How Main Thesis is Derived
“How does truth happen?” Shahab Ahmad starts his dissertation with this question to the reader. He uses this generic question to drive to his specific question: given the diversity of Islam, “how does a single position come to be universally established as authoritatively true?” The Satanic Verses—their content, their context, their interpretation—occupy the heart of this book. Ahmed goes through over fifty reports from traditional sources that narrate the Satanic Verses incident. What becomes clear is a shift in the character of authority within the early Muslim community. While the scholars of sirah and tafsir accepted the incident as part of their historical memory, the scholars of hadith did not.

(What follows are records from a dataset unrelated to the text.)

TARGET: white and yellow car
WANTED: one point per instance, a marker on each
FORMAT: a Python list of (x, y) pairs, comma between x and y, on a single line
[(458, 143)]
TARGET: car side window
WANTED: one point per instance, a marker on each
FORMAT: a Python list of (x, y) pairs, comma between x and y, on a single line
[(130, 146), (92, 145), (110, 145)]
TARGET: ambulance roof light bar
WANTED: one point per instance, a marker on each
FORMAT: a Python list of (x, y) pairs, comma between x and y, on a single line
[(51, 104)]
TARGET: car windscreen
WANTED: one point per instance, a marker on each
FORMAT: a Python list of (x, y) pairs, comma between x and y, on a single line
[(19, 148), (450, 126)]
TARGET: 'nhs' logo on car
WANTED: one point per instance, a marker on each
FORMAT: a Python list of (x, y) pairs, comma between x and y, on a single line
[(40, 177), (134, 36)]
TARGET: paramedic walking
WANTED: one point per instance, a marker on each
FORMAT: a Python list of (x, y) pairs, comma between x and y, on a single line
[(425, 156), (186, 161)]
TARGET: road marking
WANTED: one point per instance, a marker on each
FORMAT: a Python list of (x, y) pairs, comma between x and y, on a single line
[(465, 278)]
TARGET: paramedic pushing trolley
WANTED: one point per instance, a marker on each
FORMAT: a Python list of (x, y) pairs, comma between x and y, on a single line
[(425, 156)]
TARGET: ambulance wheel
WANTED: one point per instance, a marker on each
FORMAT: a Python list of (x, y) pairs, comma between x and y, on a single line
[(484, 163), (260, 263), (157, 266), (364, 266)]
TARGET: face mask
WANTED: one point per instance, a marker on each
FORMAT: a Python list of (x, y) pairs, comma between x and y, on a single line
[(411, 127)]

The differences between the three historical memory projects or discourses is dealt with early in the book. The aim of the scholars of the Hadith movement, as it took shape in the early centuries of Islam, was to define and establish legal and creedal norms through the authoritative documentation of the words and deeds of the Prophet as produced from the historical memory of the early Muslim community. Ahmed argues that the Hadith scholars were concerned with prescribing the specific content of Islam, and as a result, the project of Hadith fused with the authoritative and prescriptive project of the elaboration of Islamic law. The Hadith project’s appropriation of the historical memory of the Prophet for the purposes of prescribing Islamic norms required not only a particular method but also, and this is key, a particular type of Prophet suited to its authoritative and prescriptive purpose. Given the centrality of the authoritative persona of the Prophet to the logic of the Hadith movement, the idea of an infallible Prophet whose words and conduct might reliably be taken to establish a model for detailed pious imitation must have possessed a particular appeal for the early scholars of the Hadith movement. Coming back to the Satanic verses incident, the image of Muhammad (pbuh) contained in the incident, i.e. that of a Prophet who fell victim to Satan and erred in the transmission of Divine Revelation, was entirely inconsistent with the Hadith movement. It is for this reason that, despite its wide circulation in the first and second century genres of tafsir and sirah, the Satanic verses incident was not included in any of the canonical Hadith collections.
Ahmed argues that those responsible for remembering the Prophet in the first and second century project of sirah were not primarily concerned with establishing norms of religious law and praxis for pious mimesis, but rather with constructing a narrative of the moral-historical epic of the life of Muhammad (pbuh) in his attempt to found the divine human community and set it on the path to salvation. Similarly, the Prophet of the tafsir, Ahmed argues, was the Prophet of the text of God’s allusions, and thus the heir to a long line of Prophets to whose histories of trial, sin and repentance God also alluded. The Qur’anic exegetes accepted the Satanic verses incident as another in this series of divine citations of Prophet-defining moments. More controversially, the Satanic verses incident was seen as illustrative of Muhammad (pbuh)’s ongoing struggle to comprehend the enormity of his Prophetic mission, and to retain a clear sense of its nature, as well as to perform that mission with clarity in the face of complex and difficult circumstances.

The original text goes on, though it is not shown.